I’ve gotten a fantastic bug report. Consider the LLVM IR:
target triple = “x86_64-unknown-linux-gnu”
define internal i8* @access({ i8* }* %arg, i64) {
ret i8* undef
}
define i8* @g({ i8* }* %arg) {
bb:
%tmp = alloca { i8* }, align 8
store { i8 }* %arg, { i8* }** %tmp, align 8
br i1 undef, label %bb4, label %bb1
bb1:
%tmp2 = load { i8* }, { i8 }** %tmp, align 8
%tmp3 = call i8* @access({ i8* }* %tmp2, i64 undef)
br label %bb4
bb4:
ret i8* undef
}
This IR, if compiled with opt -passes='cgscc(inline,argpromotion)' -disable-output
hits a bunch of asserts in the LazyCallGraph.
The problem here is that argpromotion
turns a normal looking function i8* @access({ i8* }* %arg, i64)
and turn it into a magical function i8* @access(i8* %arg, i64)
. This latter signature is the POSIX access
function that LLVM’s TargetLibraryInfo
knows magical things about.
Because some library functions known to TargetLibraryInfo
can have calls to them introduced at arbitrary points of optimization (consider vectorized variants of math functions), the new pass manager and its graph to provide ordering over the module get Very Unhappy when you introduce a definition of a library function in the middle of the compilation pipeline.
And really, we do not want argpromotion
to do this.

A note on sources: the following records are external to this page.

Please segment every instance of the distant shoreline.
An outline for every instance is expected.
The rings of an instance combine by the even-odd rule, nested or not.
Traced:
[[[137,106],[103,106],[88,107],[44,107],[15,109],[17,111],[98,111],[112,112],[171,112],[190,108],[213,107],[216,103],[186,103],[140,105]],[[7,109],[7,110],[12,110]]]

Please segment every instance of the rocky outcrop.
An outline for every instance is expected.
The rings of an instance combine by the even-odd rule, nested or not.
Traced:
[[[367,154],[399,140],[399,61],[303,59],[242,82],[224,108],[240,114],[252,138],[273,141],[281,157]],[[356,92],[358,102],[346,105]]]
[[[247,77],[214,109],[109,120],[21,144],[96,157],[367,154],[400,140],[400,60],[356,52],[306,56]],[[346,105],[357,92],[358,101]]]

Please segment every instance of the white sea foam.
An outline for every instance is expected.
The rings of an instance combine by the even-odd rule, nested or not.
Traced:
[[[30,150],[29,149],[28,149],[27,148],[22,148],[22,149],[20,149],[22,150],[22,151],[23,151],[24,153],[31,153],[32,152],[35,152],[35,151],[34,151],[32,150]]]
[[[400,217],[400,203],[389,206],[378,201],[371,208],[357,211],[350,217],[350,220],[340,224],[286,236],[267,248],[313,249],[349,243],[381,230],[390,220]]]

We don’t want it to turn some random function by the name of @free
into the actual @free
function and suddenly change how LLVM handles it.
So what do we do?
One option is to make argpromotion
and every other pass that mutates a function’s signature rename the function (or add a nobuiltin
attribute to it). However, this seems brittle and somewhat complicated.

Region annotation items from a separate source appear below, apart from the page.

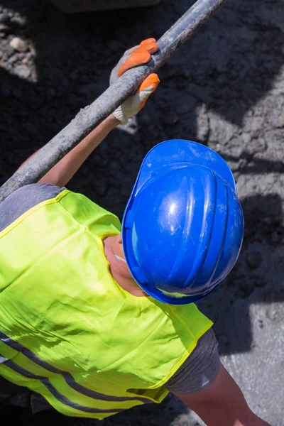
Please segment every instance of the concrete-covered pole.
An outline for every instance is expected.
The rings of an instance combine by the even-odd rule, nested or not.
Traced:
[[[158,40],[158,51],[146,65],[128,70],[28,160],[0,188],[0,202],[16,189],[38,182],[84,136],[133,94],[185,43],[225,0],[197,0]]]

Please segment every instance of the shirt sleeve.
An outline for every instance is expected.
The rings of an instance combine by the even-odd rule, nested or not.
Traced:
[[[33,183],[12,192],[0,202],[0,232],[42,201],[54,198],[65,188],[50,183]]]
[[[200,337],[195,349],[165,386],[172,393],[195,393],[211,385],[219,369],[218,343],[210,329]]]

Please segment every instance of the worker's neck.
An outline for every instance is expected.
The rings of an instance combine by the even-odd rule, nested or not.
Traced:
[[[116,257],[124,258],[121,236],[109,236],[103,243],[111,273],[116,283],[134,296],[147,296],[132,278],[126,263]]]

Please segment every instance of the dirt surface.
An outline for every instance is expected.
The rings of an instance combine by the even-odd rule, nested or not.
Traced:
[[[192,3],[67,16],[38,0],[1,0],[0,184],[106,88],[126,48],[158,38]],[[197,141],[229,163],[244,248],[200,307],[215,321],[225,365],[273,426],[283,425],[284,400],[283,23],[282,0],[228,0],[160,70],[158,90],[131,126],[114,131],[70,185],[121,217],[142,159],[158,142]],[[15,37],[22,42],[11,43]],[[23,426],[202,424],[173,397],[102,422],[6,415]]]

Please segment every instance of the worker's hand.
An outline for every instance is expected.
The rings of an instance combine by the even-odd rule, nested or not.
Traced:
[[[111,74],[110,84],[115,82],[127,70],[149,62],[151,54],[158,48],[155,38],[142,41],[138,46],[126,50]],[[156,89],[160,80],[156,74],[151,74],[140,86],[138,92],[130,97],[113,113],[122,124],[136,115],[144,106],[149,96]]]

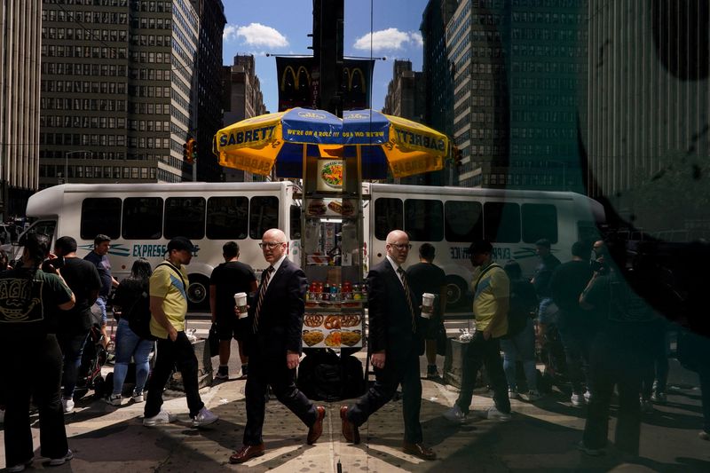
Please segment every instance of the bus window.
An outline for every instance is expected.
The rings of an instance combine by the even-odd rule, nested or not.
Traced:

My proposal is that we admit that certain names of functions are reserved in LLVM’s IR. For these names, in some cases any function with that name will be treated specially by the optimizer. We can still check the signatures when transforming code based on LLVM’s semantic understanding of that function, but this avoids any need to check things when mutating the signature of the function.

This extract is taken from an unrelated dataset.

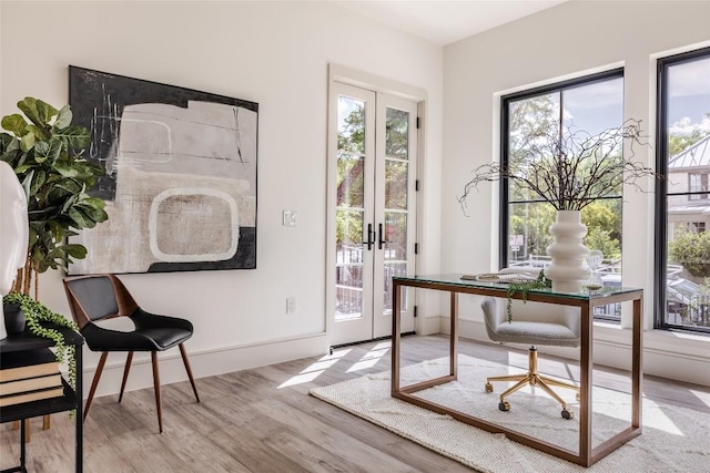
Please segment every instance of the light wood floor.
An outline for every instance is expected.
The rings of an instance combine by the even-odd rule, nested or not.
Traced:
[[[403,339],[403,364],[447,353],[442,336]],[[526,351],[460,340],[462,353],[526,368]],[[540,371],[577,373],[574,363],[540,356]],[[158,433],[152,389],[94,400],[84,423],[84,471],[110,472],[467,472],[469,469],[307,394],[389,369],[388,342],[369,342],[320,357],[164,385],[164,432]],[[199,373],[195,373],[199,376]],[[626,389],[617,371],[595,370],[595,384]],[[93,374],[92,374],[93,376]],[[91,382],[91,376],[85,382]],[[646,377],[646,397],[710,412],[710,389]],[[704,402],[702,399],[704,399]],[[493,401],[497,409],[497,400]],[[30,472],[73,472],[73,423],[32,420]],[[19,432],[0,429],[0,469],[19,459]]]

This would require frontends to avoid emitting functions by these names unless they should have these special semantics. However, even if they do, everything should remain conservatively correct. But I’ll send an email to cfe-dev suggesting that Clang start “mangling” internal functions that collide with target names. I think this is important as I’ve found a quite surprising number of cases where this happens in real code.
There is no need to auto-upgrade here, because again, LLVM’s handling will remain conservatively correct.
Does this seem reasonable? If so, I’ll send patches to update the LangRef with these restrictions. I’ll also take a quick stab at generating some example tables of such names from the .td files used by TargetLibraryInfo
already. These can’t be authoritative because of the platform-specific nature of it, but should help people understand how this area works.
One alternative that seems appealing but doesn’t actually help would be to make TargetLibraryInfo
ignore internal functions. That is how the C++ spec seems to handle this for example (C library function names are reserved only when they have linkage). But this doesn’t work well for LLVM because we want to be able to LTO an internalized C library. So I think we need the rule for LLVM function names to not rely on linkage here.
Thanks,
-Chandler